MIKA SALMINEN, the director of health security at the Finnish Institute for Health and Welfare (THL), has encouraged Finns to celebrate Christmas and New Year’s with a smaller group of friends and relatives than in years past.
Salminen on Tuesday stressed to Helsingin Sanomat that THL’s stance on the issue should not be interpreted as a recommendation, but rather as a suggestion.
The suggestion is three-fold, according to him. Finns should preferably spend the holidays in the company of their immediate family, meet their grandparents remotely if possible, and consider skipping visits to other relatives and replacing them with video calls.
“If we can hang in there like this and try a different kind of way [to celebrate] for one Christmas, I’m sure it wouldn’t be the end of the world,” he stated to the newspaper.
He reminded that the best way for the public to prevent the new coronavirus from spreading during the holidays is to spend them with people they come into contact on a daily basis outside the holidays. People, he added, should at least consider whether it is necessary to bring together a high number of friends and relatives from different parts of Finland.

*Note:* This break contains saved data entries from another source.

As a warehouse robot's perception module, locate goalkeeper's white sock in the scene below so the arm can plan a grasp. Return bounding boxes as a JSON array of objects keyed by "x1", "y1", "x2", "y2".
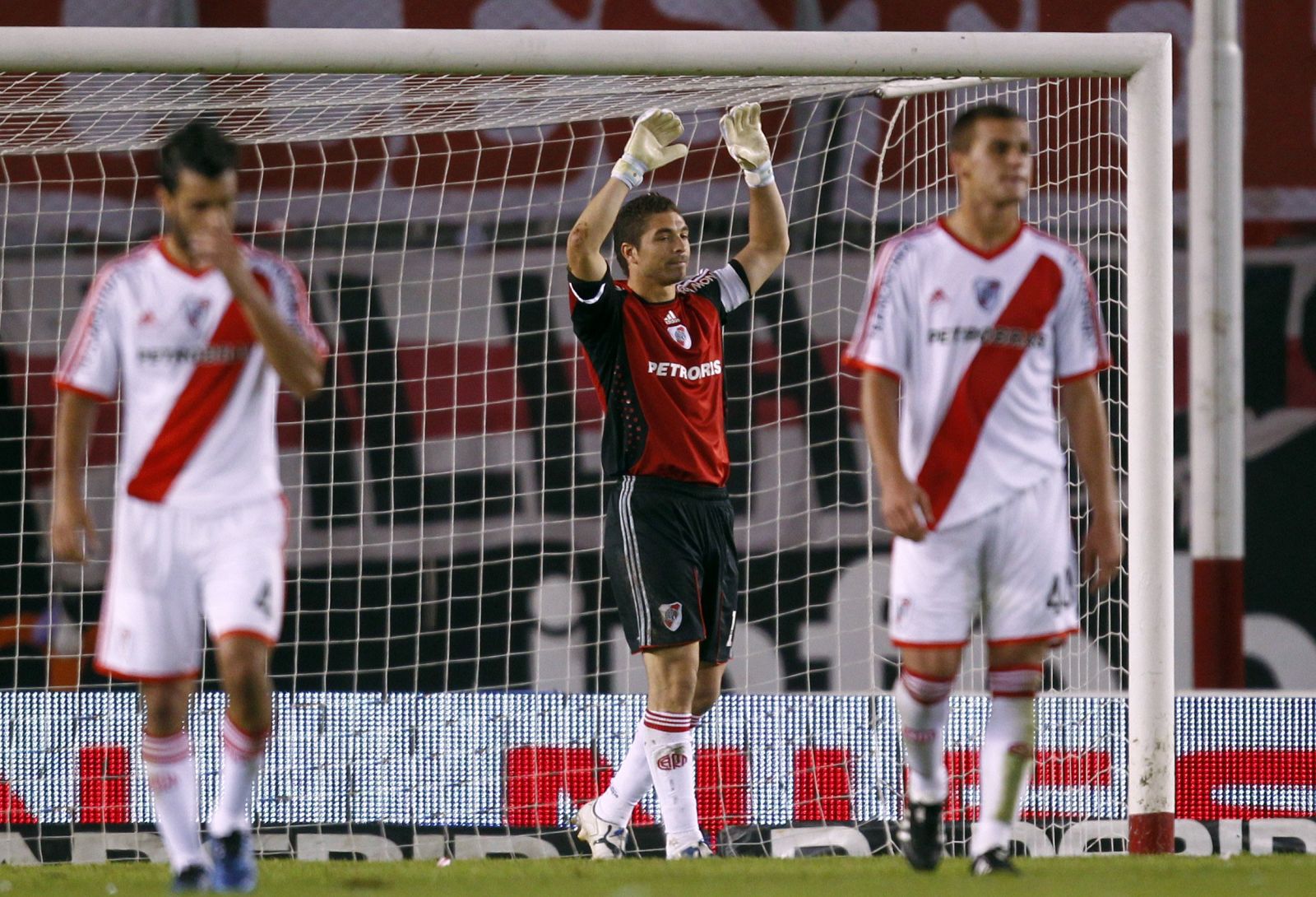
[
  {"x1": 640, "y1": 710, "x2": 702, "y2": 856},
  {"x1": 970, "y1": 665, "x2": 1042, "y2": 856},
  {"x1": 895, "y1": 669, "x2": 954, "y2": 803},
  {"x1": 208, "y1": 714, "x2": 270, "y2": 838},
  {"x1": 594, "y1": 717, "x2": 699, "y2": 826},
  {"x1": 142, "y1": 731, "x2": 211, "y2": 872}
]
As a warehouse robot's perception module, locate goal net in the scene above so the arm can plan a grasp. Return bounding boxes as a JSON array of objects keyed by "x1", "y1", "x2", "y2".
[{"x1": 0, "y1": 33, "x2": 1174, "y2": 860}]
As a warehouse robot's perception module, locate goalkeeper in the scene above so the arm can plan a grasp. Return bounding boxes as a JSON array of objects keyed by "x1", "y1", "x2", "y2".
[{"x1": 568, "y1": 103, "x2": 788, "y2": 859}]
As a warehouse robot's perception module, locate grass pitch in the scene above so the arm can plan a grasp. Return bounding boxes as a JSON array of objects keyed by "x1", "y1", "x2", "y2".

“Maybe it sounds a bit boring, but this isn’t a permanent situation. I’m sure we’ll get back to the normal situation for future Christmases,” he said.
Salminen reiterated that his suggestion should not be understood as a prohibition, but simply as a call for the public to use common sense. “This is a free society where citizens are free to decide for themselves how they act.”
He also viewed that the “time for caution” will continue at least for six months. The teleworking recommendation, for example, is expected to stay in place at least a couple of months beyond New Year's.
“Of course that doesn’t sound nice, but there’s really pretty much nothing we can do about the existence of this virus.”